Amazing what you can tell just by a casual glance, if you know how. You guys think I should patent the method?

This comment has been deemed insightful by the community.
Anon says:

Surprised? Why?

This is the community that thinks polygraphs are 100% reliable – even more than computers, obviously since it’s a big electric thing with waving needle pens ans moving paper, so it must be scientific. They are considered proof positive anywhere but in court. FBI, CIA, Secret Service, most prosecutors’ offices, police forces…

So should we be surprised the same bunch think there’s something reliable to facial recognition, a tech that well-placed makeup or a facial hair or sunglasses can confuse?

Scary Devil Monastery (profile) says:

Re: 80% ?

"Any sensor that was only 80% accurate would go straight in the garbage."

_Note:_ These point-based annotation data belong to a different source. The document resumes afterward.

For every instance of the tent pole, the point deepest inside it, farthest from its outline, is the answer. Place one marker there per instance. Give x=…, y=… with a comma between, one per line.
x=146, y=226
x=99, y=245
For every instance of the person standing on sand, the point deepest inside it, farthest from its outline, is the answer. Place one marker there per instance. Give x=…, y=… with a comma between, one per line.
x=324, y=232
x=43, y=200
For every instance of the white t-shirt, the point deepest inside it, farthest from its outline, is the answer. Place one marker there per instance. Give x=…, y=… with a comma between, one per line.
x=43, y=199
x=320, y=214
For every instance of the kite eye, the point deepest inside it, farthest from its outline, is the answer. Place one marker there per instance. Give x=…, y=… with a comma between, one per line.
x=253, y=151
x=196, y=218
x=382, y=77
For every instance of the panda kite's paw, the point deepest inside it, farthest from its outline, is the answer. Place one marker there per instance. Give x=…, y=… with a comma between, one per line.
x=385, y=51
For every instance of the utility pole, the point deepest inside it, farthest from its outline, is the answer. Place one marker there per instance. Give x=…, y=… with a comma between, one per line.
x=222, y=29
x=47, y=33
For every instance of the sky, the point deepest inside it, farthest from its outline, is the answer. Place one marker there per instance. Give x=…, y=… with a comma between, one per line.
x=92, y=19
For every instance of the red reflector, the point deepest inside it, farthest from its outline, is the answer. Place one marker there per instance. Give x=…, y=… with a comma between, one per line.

Ah, but that’s science for scientific purposes.
For Law Enforcement all you need is "Yeah, he probably did it. Or will. Whatever, lock him up"*

The target demographic is regularly in the news for managing to shoot and kill people over not dropping smartphones or remote controls fast enough. I don’t think they’ll be bothered about a 20% inaccuracy rate. It’d probably be a great improvement over what they currently use to determine whether they should apply lethal force or not.

Scary Devil Monastery (profile) says:

Re: Re: 80% ?

"What happens when a machine is 80% accurate…"

You mean as in that machine then identifying 20% of everyone tested as a criminal? Yeah, rolled out across a larger demographic that may result in some future politician trying to include "1 in 5 people are CRIMININALS. Time to stop getting soft on crime!" in their platform.

This is why facial recognition tech – or ANY sort of automated algorithm meant to decide "suspicion" can’t be trusted. Even a 1% error margin becomes an incredible problem.